There are many variations of German potato salad ("Kartoffelsalat"). Mine has bacon, pickles, bell pepper, onion, garlic and chicken or beef stock, but no mayonnaise or eggs.


  • 2 lbs / 1kg firm cooking potatoes, scrubbed
  • 1 medium-sized onion, finely chopped
  • 1 clove of garlic, finely chopped
  • 1/2 lb / 200g bacon, diced
  • 1 tbsp canola or corn oil
  • 1 red bell pepper, diced
  • 1lb / 450g pickled cucumbers, diced. Retain 1/2 cup / 125 ml of the pickling liquid
  • 1 1/4 cups / 300ml chicken or beef stock
  • 3 tbsp canola or corn oil
  • 1/2 tbsp mustard
  • 1 tsp horseradish
  • 1/4 tsp dried dill weed or 2 tsp fresh dill, finely chopped (preferred)
  • 2 tbsp parsley, finely chopped
  • 1 scallion, chopped
  • caramelized onion rings (optional)
  • 1 tsp freshly ground pepper (or to taste)
  • 1/2 tsp salt (or to taste)


  1. Place potatoes in pot and cover with cold water. Set on medium heat, cover and bring to a simmer. Reduce heat. Keep covered and simmer until done, depending on the size of the potatoes, ca. 15-20 minutes. Check for done-ness with fork. Make sure to not overcook, otherwise you will end up with mashed potatoes instead of potato salad.
  2. Render bacon in heavy pan over medium-high heat until crisp and brown. Remove pork fat (it would solidify when the potato salad is cooled down).
  3. Add 1 tbsp of oil. Add chopped onion but retain 1 tbsp. Cook over medium-high heat until onion is lightly browned. Add garlic, cook for another minute, turn off heat.
  4. When the potatoes are done, bring the stock to a boil.
  5. While the stock is heating up, peel the potatoes and cut them into thick slices.
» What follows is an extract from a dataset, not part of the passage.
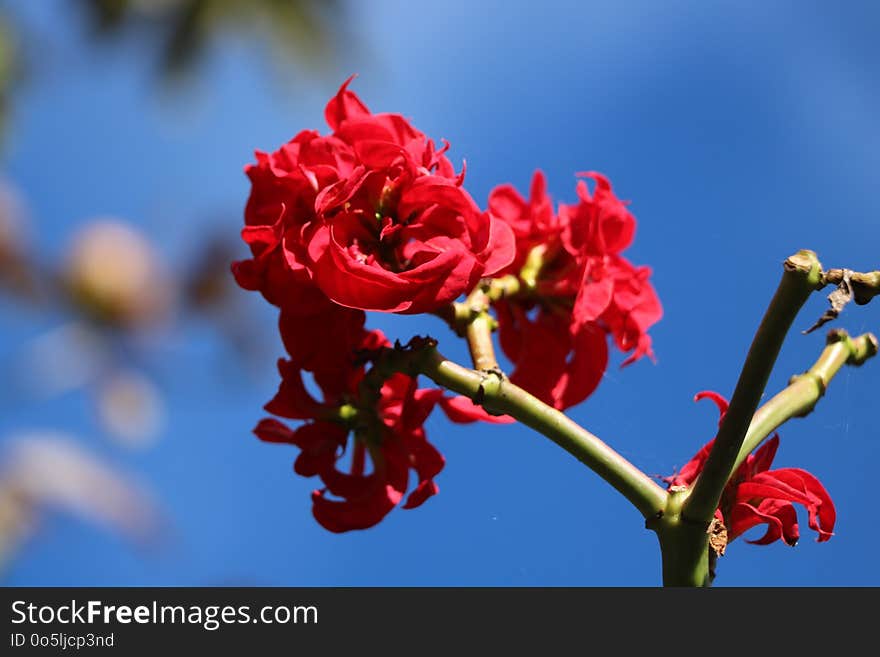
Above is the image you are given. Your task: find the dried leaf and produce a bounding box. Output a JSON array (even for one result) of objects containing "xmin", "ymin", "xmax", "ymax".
[{"xmin": 803, "ymin": 269, "xmax": 853, "ymax": 335}]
  6. In a large bowl, stack alternate layers of potato slices and layers of bell peppers and pickles and bacon-onion-garlic mixture. The layering will reduce the amount of stirring required, so the potato slices won't break up too much.
  7. Add the 3 tbsp of vegetable oil, parsley, dill, remaining raw onion, salt and pepper to the bowl.
  8. Stir the mustard and the horseradish into the pickling liquid. Pour over the potatoes in the bowl.
  9. Pour the hot stock over the potatoes. Mix carefully.
  10. Cover and refrigerate overnight.
  11. Adjust seasoning with salt and pepper. Garnish with chopped scallions and caramelized onion rings (optional). Serve cold.